Regarding my microcosm game idea where each viewpoint is rendered on the fly, in semi real time, here's a brain dump on the subject or ray tracing. I have been reading a lot on the subject of "interactive ray tracing" during my thanksgiving vacation. Mostly the papers by Ingo Wald, who apparently has done a lot of research into the subject. His 2004 thesis paper Realtime Ray Tracing and Interactive Global Illumination suggests that multiple frames per second can be achieved by:
- Tracing multiple "coherent" ray "packets" at once. (similar directions)
- SIMD instructions (SSE) to process multiple ray intersections at once
- Awareness of processor cache and predictable memory access (keep related data close together and minimize random memory access)
- Axis-aligned BSP trees (with SIMD traversal and early termination)
- Optimal BSP construction using surface area heuristics
- "Instant Global Illumination" (IGI) using "vitual point lights" (VPLs) placed in a pre processing step.
- Optimal placment of the VPLs by using Quasi monte-carlo methods (importance sampling I think).
- Shadow rays are traced to these VPLs from the first bounce (screen rays) and averaged.
- Instead of sampling all VPLs at each hit, sample a small subset but change the subset for every pixel (interleaving)
- Blur the VPL samples together on regions of the image which are continuous (flat surfaces) to remove artifacts (he calls it discontinuity buffering)
My thoughts:
- His engine gets maybe 10 FPS spread across a small cluster of computers (back in 2004?).
- I have only one CPU and perhaps GPU to work with.
- I need only, say, 4 FPS (250ms from the time the user clicks to the time they see the next viewpoint).
- For lower end machines we can turn off features like anti-aliasing and reduce the number of VPLs sampled. etc.
Perhaps faster tracing can be achieved by:
Instead of handling millions of triangles (his tracer does only triangle meshes), support only mathematical geometric primitives: spheres, boxes, cylinders, cones, pyramids etc. And of course, support CSG operations between them. Yes, this would limit the amount of detail that could be modeled, but perhaps that's acceptable. It would create a sort of visual style to the worlds - designers would focus less on highly detailed modeling and more on artistic simplicity. Perhaps, to support more organic, free-form shapes, subdivision surfaces could be supported.
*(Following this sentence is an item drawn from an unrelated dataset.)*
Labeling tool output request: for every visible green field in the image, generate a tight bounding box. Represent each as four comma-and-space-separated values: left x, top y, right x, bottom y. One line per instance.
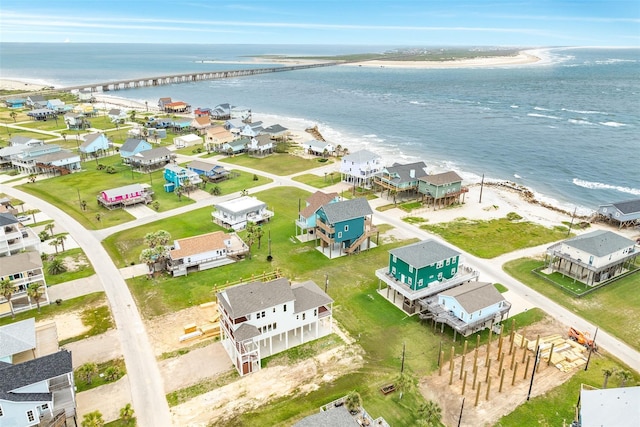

They could be subdivided on the fly as Ingo Wald outlined in Packet-based Ray Tracing of Catmull-Clark Subdivision Surfaces.
The theoretical advantage I see in this approach is:
- Less RAM needed to hold the scene which means less access to RAM and more would fit in the CPU cache.
- Smoother curves (eg, a perfect sphere instead of triangles approximating a sphere)
- Fewer primitives in the acceleration structure (BSP or BVH) means faster traversal?
- More opportunities for bulk processing (keep reading)
A bulk processing algorithm:
Instead of executing the entire render equation for each pixel, what if we execute steps in the render equation piece by piece. This would increase caching performance and SIMD opportunities wouldn't it? An algorithm like this:
- First shoot the primary rays from the camera (in packets) into the scene. Stop traversal as soon as the bounding box for a complex primitive (like a subdivision surface) is hit. Perhaps even stop on the bounding box for any primitive.
- For each struck bounding box (sorted by type of primitive) calculate the exact hit point of all the rays which hit the bounding box. Repeat steps 1 & 2 to handle rays which miss the actual object.
- For each struck primitive (sorted by material type), compute reflection or refraction ray. (Are reflection rays only necessary for certain material types?)
- At the same time compute rays to VPLs and other light sources.
- Supersampling for anti-aliasing fits in here somewhere
- Trace all these rays in bulk.
- Compute material colors where rays hit (in bulk, sorted by material)
- Multiply material colors with lighting values in bulk and save pixel values
Such an algorithm will have a high memory footprint but I believe it will be largely a process of streaming into and from memory (predictable) instead of random access. Certain portions would also lend themselves well to bulk processing by the GPU. Perhaps many parts could be written in OpenCL?
The big unknowns to me right now are how occlusion culling is achieved since the acceleration structure does not store fine triangle meshes but instead entire implicit surfaces. In other words, how do you find the first object which the ray hits because many bounding boxes will overlap.
Secondly, how many reflection bounces are needed? My reading says that IGI handles color bleeding so it seems that you'd only need reflection bounces on shiny or glossy surfaces.
Changing subject back to primitive types. I really couldn't live without rock. Perhaps some sort of grid based rock as described by the Arches terrain framework?